Time flies...it’s beautiful, it sucks
- John DeSantis
- Feb 20, 2020
- 2 min read
Updated: Feb 25, 2020
We live in a digital age where families and their every activity, vacation, event, outfit, band aid, haircut, dump, and opinion among many other things are plastered on virtual walls. We get those little notifications of what we were doing on this day last year, or 3 years ago, or if we’re feeling especially self-loathsome, 7 or 8 years ago. Take photos of your kids, print them out, make a book of them, it’s fairly cheap and easy to do online and many places can even have it ready for you same or next day. Keep these things close, out in the living space, and show them your kids (if they’re at an age they won’t tear the thing to shreds like a raccoon on food scraps in a dumpster outside of Taco Bell).
Some days it’s easy to yell, to lose patience, to get annoyed, to hide in the bathroom and try to convince your wife what you did really took 30 minutes. Have those photos handy as a reminder. Look at how fast these kids have grown since that moment, and once you get over the sadness of life zooming by at light speed be happy knowing that it’s moving so quickly because this really is a journey like no other that is indescribable, with highs and lows you could never imagine. Be grateful you’re there in that moment and able to realize it. And if it took some time to realize it or if your kids are older and you feel like you didn’t realize it, be grateful you’re seeing it now.
These moments won’t happen again, your child’s face won’t be that small again, there will come a night where they don’t need you to sit in their room waiting for them to fall asleep because they’re scared of the shadows on the wall or their little brother kicking them in the face. One night you’ll wonder why they’re not crawling into your bed at 3am overtaking precious mattress real estate and much needed sleep. Then they won’t crawl into your bed again, because they’re growing, right before our eyes, with every passing minute of every day. They’re more hardened and ready for this world than the day before.

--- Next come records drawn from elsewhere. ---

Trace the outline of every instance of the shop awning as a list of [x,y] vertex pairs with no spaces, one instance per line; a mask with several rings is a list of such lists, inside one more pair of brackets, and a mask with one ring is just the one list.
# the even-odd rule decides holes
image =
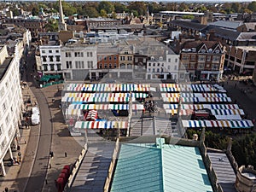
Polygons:
[[182,109],[239,109],[236,104],[182,104]]
[[182,124],[186,128],[202,128],[206,126],[203,120],[183,120]]
[[251,120],[182,120],[186,128],[253,128]]
[[83,129],[127,129],[127,121],[77,121],[75,130]]
[[211,109],[212,115],[244,115],[242,109]]
[[164,104],[163,107],[165,109],[177,109],[178,104]]
[[150,84],[69,84],[65,89],[67,91],[137,91],[148,92],[150,90]]
[[167,114],[172,114],[172,115],[174,115],[174,114],[177,114],[177,109],[170,109],[170,108],[166,108],[166,113]]

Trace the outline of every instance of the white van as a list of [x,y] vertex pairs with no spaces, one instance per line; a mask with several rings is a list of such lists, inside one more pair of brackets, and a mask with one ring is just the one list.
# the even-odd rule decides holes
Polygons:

It sucks to be us, but it doesn’t, because it means we’re doing our job as parents. We’re getting them ready for a world at large in which we’ll play a smaller role for them. We’ll be lucky that they want us to play any role at all. Appreciating all the days and minor milestones, the ripples and the big waves that got us to that point will give you greater joy and appreciation in the present and little to regret in the future.